Generating summary for: https://opportunitiesforyoungkenyans.co.ke/
<think>
Okay, so I need to summarize this web page content about opportunities for young Kenyans. Let me read through it carefully.

The title is "Opportunities for Young Kenyans - Launch Your Career with Genuine Employers." That gives a clear indication that the site offers career launching resources.

Looking at the content, there are sections like About Us, which includes goals and objectives, sources for jobs, disclaimer, direct job connection, identifying fraudulent jobs, partnerships, and contact info. This suggests the site is job listing or career guidance oriented.

Then I see categories like Casual Jobs, Internships, Forums, Scholarships under a menu bar labeled "Universities and Colleges." There are specific job listings: Garissa University Hiring Lecturers, AITEC Clinical Officer Trainer, Kitonga Garden Resort vacancies, among others.
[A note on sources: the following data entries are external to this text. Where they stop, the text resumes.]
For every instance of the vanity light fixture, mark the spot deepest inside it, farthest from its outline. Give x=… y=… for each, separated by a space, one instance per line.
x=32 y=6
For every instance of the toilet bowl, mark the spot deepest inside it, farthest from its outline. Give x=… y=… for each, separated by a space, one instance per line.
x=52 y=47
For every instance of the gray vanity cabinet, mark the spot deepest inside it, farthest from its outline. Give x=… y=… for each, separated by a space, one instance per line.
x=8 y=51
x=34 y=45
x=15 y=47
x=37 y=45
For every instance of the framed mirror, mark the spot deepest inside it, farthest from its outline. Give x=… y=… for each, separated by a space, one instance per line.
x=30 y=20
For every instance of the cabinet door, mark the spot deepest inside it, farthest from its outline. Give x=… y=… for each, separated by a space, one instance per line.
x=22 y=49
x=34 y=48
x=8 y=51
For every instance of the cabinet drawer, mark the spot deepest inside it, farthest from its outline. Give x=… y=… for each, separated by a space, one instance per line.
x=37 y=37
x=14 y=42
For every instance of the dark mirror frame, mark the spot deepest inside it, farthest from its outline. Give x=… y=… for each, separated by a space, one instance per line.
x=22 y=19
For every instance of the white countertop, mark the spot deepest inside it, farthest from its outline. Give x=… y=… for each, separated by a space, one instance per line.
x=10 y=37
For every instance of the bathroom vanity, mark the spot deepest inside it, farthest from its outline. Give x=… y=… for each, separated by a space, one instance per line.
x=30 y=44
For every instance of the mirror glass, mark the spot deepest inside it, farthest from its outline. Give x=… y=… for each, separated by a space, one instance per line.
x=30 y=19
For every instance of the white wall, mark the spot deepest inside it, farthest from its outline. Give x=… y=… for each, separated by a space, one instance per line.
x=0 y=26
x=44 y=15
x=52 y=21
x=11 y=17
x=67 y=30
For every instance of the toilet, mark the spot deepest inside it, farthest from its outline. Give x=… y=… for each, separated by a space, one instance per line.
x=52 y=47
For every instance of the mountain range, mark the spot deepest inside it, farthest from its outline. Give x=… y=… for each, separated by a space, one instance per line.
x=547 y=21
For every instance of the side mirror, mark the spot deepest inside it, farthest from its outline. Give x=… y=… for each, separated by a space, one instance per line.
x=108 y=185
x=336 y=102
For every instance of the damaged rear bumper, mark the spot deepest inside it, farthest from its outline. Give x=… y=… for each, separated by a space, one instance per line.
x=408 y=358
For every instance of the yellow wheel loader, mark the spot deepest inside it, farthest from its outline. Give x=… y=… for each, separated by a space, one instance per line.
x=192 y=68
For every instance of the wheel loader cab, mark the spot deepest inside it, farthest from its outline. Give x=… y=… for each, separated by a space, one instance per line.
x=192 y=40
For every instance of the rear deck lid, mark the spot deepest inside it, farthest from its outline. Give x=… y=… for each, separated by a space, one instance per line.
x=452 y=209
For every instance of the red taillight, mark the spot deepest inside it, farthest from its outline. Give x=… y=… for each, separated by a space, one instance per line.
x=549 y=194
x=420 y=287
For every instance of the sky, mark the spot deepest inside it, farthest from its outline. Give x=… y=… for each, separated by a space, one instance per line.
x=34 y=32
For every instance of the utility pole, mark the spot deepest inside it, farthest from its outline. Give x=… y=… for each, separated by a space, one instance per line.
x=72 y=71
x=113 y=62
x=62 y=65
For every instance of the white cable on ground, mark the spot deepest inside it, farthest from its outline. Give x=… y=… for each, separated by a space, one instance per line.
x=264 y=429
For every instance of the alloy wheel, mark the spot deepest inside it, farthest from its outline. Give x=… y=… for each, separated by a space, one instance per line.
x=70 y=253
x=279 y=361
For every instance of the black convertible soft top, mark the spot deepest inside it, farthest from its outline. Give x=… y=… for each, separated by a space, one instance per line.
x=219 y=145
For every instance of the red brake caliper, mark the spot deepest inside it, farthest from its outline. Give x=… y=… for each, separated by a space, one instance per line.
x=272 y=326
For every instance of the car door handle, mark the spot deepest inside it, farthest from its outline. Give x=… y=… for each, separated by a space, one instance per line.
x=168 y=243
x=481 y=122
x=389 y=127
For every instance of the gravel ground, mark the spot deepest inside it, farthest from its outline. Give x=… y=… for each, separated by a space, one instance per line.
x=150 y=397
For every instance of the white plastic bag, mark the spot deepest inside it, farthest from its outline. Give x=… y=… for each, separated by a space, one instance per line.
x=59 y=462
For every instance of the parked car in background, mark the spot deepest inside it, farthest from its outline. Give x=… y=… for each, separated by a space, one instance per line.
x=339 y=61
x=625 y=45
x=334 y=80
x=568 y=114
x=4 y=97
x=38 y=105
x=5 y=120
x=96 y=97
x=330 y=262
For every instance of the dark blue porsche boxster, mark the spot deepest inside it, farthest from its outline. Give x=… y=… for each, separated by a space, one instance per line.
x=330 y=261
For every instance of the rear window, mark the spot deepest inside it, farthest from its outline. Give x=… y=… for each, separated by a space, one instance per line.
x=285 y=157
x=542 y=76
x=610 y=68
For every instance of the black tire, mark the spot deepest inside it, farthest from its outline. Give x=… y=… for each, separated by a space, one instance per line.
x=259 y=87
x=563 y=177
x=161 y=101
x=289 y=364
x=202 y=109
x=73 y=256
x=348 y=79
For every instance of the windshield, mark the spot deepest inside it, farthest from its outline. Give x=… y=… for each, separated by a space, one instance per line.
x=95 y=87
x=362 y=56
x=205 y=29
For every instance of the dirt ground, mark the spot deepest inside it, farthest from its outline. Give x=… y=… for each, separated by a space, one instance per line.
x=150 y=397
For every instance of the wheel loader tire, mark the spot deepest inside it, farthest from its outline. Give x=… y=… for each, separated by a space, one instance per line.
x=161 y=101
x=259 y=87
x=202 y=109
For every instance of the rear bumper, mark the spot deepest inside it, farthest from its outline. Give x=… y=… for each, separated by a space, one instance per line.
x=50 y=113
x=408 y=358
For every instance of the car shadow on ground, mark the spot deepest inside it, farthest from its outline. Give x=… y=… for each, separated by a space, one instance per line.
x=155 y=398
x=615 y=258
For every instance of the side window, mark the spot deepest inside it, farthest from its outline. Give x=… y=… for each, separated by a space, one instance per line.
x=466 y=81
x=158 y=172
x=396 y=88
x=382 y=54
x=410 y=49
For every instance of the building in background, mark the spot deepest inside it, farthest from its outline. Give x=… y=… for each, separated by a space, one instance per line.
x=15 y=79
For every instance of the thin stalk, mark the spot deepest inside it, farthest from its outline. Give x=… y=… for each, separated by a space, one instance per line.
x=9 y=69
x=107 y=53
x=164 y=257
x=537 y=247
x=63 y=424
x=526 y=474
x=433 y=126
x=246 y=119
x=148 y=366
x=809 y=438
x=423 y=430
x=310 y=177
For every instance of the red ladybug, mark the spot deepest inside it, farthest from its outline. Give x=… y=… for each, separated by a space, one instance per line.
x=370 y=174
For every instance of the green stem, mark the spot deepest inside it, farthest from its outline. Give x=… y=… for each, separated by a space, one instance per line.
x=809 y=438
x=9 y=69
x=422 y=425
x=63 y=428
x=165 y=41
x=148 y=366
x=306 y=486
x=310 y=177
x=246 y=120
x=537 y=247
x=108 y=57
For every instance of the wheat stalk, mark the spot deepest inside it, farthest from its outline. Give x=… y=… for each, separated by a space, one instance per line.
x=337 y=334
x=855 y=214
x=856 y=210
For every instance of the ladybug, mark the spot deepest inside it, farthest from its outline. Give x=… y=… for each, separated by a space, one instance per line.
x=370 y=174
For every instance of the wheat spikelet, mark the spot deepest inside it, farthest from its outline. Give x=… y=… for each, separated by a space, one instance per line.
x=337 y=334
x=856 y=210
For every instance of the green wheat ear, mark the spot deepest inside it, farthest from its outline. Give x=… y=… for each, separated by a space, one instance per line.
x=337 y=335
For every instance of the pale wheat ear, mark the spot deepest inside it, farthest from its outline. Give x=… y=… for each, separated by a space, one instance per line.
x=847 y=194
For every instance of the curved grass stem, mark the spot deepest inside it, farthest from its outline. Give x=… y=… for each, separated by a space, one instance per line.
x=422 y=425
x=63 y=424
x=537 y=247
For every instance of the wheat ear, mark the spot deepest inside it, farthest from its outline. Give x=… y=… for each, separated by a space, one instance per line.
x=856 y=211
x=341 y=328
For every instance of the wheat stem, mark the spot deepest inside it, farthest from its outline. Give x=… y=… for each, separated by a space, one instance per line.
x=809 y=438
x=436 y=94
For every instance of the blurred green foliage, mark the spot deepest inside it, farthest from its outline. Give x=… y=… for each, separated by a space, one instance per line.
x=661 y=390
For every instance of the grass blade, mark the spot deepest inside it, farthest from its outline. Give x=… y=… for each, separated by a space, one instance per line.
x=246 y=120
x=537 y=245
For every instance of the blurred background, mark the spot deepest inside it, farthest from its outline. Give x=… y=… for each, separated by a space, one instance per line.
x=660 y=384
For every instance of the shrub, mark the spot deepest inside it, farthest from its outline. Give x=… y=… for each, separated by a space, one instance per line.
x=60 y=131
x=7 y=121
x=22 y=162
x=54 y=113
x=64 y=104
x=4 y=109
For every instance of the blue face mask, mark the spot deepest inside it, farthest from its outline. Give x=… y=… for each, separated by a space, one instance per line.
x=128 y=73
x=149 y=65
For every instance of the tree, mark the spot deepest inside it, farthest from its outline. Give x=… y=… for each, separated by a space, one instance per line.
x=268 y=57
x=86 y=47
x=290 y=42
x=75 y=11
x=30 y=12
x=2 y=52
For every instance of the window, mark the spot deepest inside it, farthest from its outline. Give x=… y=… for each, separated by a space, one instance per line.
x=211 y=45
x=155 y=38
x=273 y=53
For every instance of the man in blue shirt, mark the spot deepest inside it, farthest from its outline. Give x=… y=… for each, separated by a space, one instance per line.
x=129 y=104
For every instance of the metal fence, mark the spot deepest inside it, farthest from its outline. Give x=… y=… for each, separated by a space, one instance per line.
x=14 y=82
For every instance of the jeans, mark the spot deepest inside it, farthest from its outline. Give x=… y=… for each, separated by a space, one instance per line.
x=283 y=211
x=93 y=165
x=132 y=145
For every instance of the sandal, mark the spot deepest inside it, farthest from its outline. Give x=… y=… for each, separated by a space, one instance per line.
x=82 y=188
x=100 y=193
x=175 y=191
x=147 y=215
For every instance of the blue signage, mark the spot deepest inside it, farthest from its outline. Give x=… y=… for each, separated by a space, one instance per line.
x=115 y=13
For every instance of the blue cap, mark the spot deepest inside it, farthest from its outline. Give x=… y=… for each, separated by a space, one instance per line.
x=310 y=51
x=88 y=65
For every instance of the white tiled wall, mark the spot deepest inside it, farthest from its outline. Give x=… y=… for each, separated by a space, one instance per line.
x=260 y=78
These seem to be permanent or specific role positions.

The site also lis

## Conclusion
This code provides a flexible framework for summarizing web pages using a local DeepSeek model via Ollama's HTTP API. By fetching and cleaning web content, constructing an appropriate messages payload, and sending it to the model, you can generate summaries without relying on external services. Feel free to extend or customize this approach for other NLP tasks or additional model integrations.